A Mother's Ordeal: One Woman's Fight Against China's One-Child Policy
- First edition (p/b)
- Author: Steven W. Mosher
- Language: English
- Genre: Biography
- Publisher: Harper Perennial (p/b) Harcourt (h/b)
- Publication date: 1993
- Publication place: United States
- Media type: Print (hardcover, paperback)
- Pages: 335
- ISBN: 978-0151626625

= A Mother's Ordeal =

1993 book by Steven W. Mosher

A Mother's Ordeal: One Woman's Fight Against China's One-child Policy is a book written by Steven W. Mosher, President of Population Research Institute. The book is written in biographical style that takes the reader from the earliest memories of Chi-An, a Chinese female born on the year of the founding of the People's Republic of China (1949), through to her seeking asylum in the United States due to her pregnancy, which was illegal due to China's one-child policy.

==Synopsis==
With names changed to prevent retribution by the Chinese Communist Party (CCP), Mosher writes in the first person about "Chi An", a girl born to a Chinese family with the traditional beliefs that boys were worth more than girls. As such, her family had no birthday celebration for her and did not mark the date of her birth down. The first few chapters cover significant memories from childhood, including the death of her father and the trials underwent by her family during the Great Chinese Famine brought about by agricultural mismanagement as well as highly inflated reports of crop production figures.

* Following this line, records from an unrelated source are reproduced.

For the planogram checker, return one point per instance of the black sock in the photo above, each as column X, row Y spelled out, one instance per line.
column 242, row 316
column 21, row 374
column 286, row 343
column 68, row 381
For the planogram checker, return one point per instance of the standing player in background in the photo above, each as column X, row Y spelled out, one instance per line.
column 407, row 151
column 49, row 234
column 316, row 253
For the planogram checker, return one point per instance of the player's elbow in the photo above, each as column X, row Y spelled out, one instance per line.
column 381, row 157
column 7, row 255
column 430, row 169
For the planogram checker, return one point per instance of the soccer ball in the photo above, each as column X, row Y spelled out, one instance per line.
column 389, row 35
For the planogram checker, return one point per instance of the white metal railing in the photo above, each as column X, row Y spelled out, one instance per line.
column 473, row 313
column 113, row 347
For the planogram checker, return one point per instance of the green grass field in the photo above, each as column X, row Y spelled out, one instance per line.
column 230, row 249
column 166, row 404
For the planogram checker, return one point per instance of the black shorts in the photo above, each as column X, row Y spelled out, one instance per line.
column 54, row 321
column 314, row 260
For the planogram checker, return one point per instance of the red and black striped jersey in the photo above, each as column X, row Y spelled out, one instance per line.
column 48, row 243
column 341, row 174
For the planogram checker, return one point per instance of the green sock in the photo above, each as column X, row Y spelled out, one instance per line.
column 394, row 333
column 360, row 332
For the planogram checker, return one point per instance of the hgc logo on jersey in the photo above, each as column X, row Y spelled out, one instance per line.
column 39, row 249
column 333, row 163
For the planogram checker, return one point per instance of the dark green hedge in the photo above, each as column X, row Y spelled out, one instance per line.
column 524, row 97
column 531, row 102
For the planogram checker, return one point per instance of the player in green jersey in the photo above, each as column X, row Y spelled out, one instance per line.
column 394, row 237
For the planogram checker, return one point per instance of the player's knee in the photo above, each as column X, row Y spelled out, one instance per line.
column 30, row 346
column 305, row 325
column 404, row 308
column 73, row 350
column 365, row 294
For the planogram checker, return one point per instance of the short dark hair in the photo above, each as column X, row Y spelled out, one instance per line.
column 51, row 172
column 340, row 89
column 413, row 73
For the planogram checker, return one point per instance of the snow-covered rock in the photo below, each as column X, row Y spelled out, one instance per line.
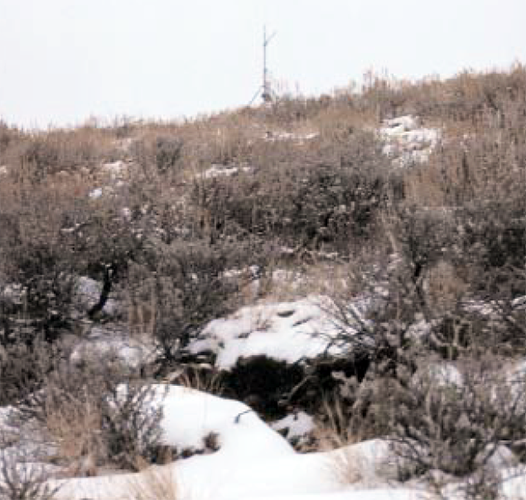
column 295, row 426
column 406, row 142
column 115, row 170
column 286, row 331
column 217, row 170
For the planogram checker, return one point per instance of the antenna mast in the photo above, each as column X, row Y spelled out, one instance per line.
column 267, row 92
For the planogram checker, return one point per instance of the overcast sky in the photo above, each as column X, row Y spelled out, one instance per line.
column 62, row 61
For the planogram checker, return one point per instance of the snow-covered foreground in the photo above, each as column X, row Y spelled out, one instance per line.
column 253, row 461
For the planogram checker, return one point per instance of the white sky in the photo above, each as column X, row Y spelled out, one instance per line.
column 62, row 61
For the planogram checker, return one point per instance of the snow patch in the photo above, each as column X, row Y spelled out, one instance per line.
column 286, row 331
column 406, row 142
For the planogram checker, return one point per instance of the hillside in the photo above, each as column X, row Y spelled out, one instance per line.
column 347, row 270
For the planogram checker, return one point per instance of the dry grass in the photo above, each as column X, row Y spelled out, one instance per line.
column 154, row 483
column 76, row 426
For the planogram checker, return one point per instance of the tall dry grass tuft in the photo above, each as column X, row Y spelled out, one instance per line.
column 154, row 484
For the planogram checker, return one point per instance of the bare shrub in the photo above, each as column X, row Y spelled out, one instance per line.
column 456, row 427
column 131, row 426
column 95, row 421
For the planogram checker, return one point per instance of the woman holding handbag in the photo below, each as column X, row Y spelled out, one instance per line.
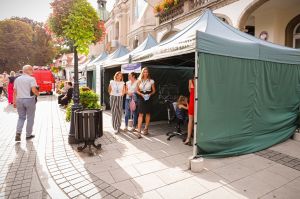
column 131, row 101
column 145, row 90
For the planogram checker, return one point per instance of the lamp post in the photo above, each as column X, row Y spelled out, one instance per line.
column 76, row 101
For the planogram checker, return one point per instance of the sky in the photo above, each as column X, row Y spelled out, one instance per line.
column 37, row 10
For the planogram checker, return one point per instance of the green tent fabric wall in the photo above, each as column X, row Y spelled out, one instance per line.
column 244, row 105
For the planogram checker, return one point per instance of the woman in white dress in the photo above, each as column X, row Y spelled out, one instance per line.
column 116, row 90
column 145, row 90
column 131, row 86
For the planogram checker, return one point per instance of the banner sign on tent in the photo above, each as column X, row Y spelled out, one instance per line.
column 128, row 68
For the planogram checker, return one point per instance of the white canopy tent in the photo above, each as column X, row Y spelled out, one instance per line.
column 92, row 65
column 149, row 42
column 210, row 26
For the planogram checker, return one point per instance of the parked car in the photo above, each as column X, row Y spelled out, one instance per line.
column 45, row 80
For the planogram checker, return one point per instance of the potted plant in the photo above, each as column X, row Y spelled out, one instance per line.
column 89, row 100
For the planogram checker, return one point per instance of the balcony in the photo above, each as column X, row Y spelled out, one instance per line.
column 171, row 13
column 195, row 4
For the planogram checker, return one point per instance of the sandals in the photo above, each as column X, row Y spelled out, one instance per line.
column 188, row 142
column 138, row 134
column 145, row 131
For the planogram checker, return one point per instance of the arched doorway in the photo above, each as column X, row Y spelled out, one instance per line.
column 168, row 35
column 244, row 19
column 268, row 19
column 292, row 33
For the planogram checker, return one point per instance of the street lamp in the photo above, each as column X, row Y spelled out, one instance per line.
column 76, row 105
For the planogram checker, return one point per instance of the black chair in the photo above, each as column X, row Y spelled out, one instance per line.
column 172, row 117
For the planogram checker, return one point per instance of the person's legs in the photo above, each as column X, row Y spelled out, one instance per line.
column 59, row 98
column 22, row 117
column 10, row 93
column 1, row 90
column 190, row 129
column 147, row 120
column 119, row 111
column 64, row 102
column 113, row 107
column 127, row 112
column 140, row 121
column 30, row 109
column 135, row 118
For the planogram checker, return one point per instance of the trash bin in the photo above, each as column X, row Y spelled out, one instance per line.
column 88, row 127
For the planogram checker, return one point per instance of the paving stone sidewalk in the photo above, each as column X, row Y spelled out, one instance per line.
column 45, row 166
column 127, row 167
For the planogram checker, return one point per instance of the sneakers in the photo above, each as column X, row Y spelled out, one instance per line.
column 18, row 137
column 30, row 137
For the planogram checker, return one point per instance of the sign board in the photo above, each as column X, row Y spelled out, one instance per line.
column 128, row 68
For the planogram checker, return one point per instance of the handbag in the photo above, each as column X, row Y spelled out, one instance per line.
column 132, row 105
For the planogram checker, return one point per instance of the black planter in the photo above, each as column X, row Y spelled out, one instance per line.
column 88, row 127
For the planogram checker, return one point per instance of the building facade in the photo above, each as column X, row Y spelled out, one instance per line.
column 130, row 21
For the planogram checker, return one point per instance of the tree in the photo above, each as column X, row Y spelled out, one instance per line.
column 24, row 41
column 77, row 23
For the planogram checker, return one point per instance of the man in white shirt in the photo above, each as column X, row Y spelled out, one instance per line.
column 25, row 102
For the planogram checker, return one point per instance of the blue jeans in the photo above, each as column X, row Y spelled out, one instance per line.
column 128, row 113
column 26, row 110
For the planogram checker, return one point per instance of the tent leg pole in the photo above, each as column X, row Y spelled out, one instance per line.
column 195, row 148
column 196, row 164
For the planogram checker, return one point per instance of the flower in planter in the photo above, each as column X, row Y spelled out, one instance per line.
column 157, row 8
column 176, row 2
column 88, row 99
column 165, row 6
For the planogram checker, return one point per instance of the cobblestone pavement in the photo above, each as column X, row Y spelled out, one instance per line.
column 127, row 167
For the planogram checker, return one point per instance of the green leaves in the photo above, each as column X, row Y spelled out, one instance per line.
column 88, row 99
column 77, row 21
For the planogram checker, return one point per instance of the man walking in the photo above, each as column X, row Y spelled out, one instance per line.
column 25, row 102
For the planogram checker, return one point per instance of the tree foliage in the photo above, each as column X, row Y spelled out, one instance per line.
column 24, row 41
column 75, row 21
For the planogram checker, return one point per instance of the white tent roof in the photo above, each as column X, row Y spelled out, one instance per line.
column 149, row 42
column 186, row 41
column 98, row 59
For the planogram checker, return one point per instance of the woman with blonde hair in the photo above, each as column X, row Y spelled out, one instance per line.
column 145, row 90
column 10, row 88
column 116, row 90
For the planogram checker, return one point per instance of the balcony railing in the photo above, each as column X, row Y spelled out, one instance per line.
column 172, row 13
column 201, row 3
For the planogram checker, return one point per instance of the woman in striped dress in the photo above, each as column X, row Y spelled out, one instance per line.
column 116, row 90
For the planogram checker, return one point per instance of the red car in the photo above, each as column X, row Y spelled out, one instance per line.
column 45, row 80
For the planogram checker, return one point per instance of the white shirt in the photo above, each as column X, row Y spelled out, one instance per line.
column 23, row 84
column 131, row 88
column 146, row 85
column 116, row 87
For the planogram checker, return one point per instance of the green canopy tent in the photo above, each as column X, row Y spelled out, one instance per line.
column 247, row 90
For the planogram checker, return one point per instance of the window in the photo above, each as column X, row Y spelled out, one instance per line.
column 140, row 7
column 117, row 31
column 297, row 36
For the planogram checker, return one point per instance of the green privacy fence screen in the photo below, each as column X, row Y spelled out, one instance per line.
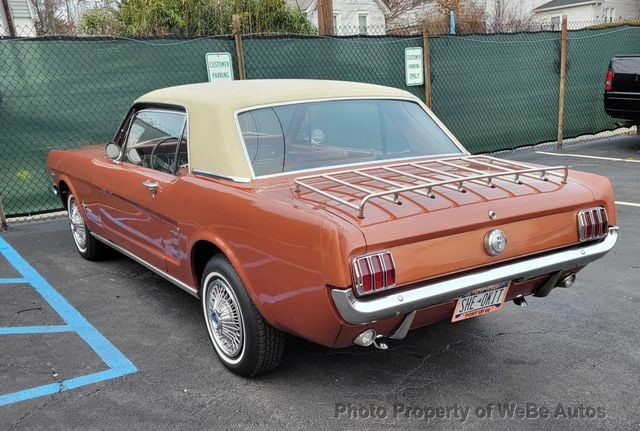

Chi An grew up surrounded by the ideology of the Chinese Communist Party and in her youth worked for the CCP. Later in life, Chi An studied to become a nurse where she performed her first abortion at age 16, thus beginning her career as a nurse carrying out the One-child Policy through abortion, contraception, and sterilizations all in efforts to meet the birth quotas imposed by party officials. Chi An finds a suitor and they become married, after a fashion, and have a healthy baby boy as their first child. The couple became pregnant with a second child, but were forced to abort the baby as it was illegal.

Chi An takes a job at the Liaoning Truck Factory as a company nurse, where all female employees are required once a month to write down on a public message board that they are obeying the CCP and its single-child directives by not becoming pregnant. Around this time, Chi An's husband is granted a student visa to study abroad in the United States. Chi An's husband invited her and their child to the United States to be with him after they had received temporary visas. During their time in the United States, Chi An becomes pregnant. Her superiors at the Liaoning Truck Factory and those involved in the enforcement of the One-child policy pressure Chi An to abort her child as it is a second child and thus illegal. In the story, Chi An reveals that CCP members visit her family and threaten them with punitive action unless "remedial measures" are taken, that is to say, an abortion on the second child. Chi An and her husband seek asylum in the United States in order to live there and have their second child far away from the reach of the CCP. With the help of Mosher, Chi An and family are granted asylum.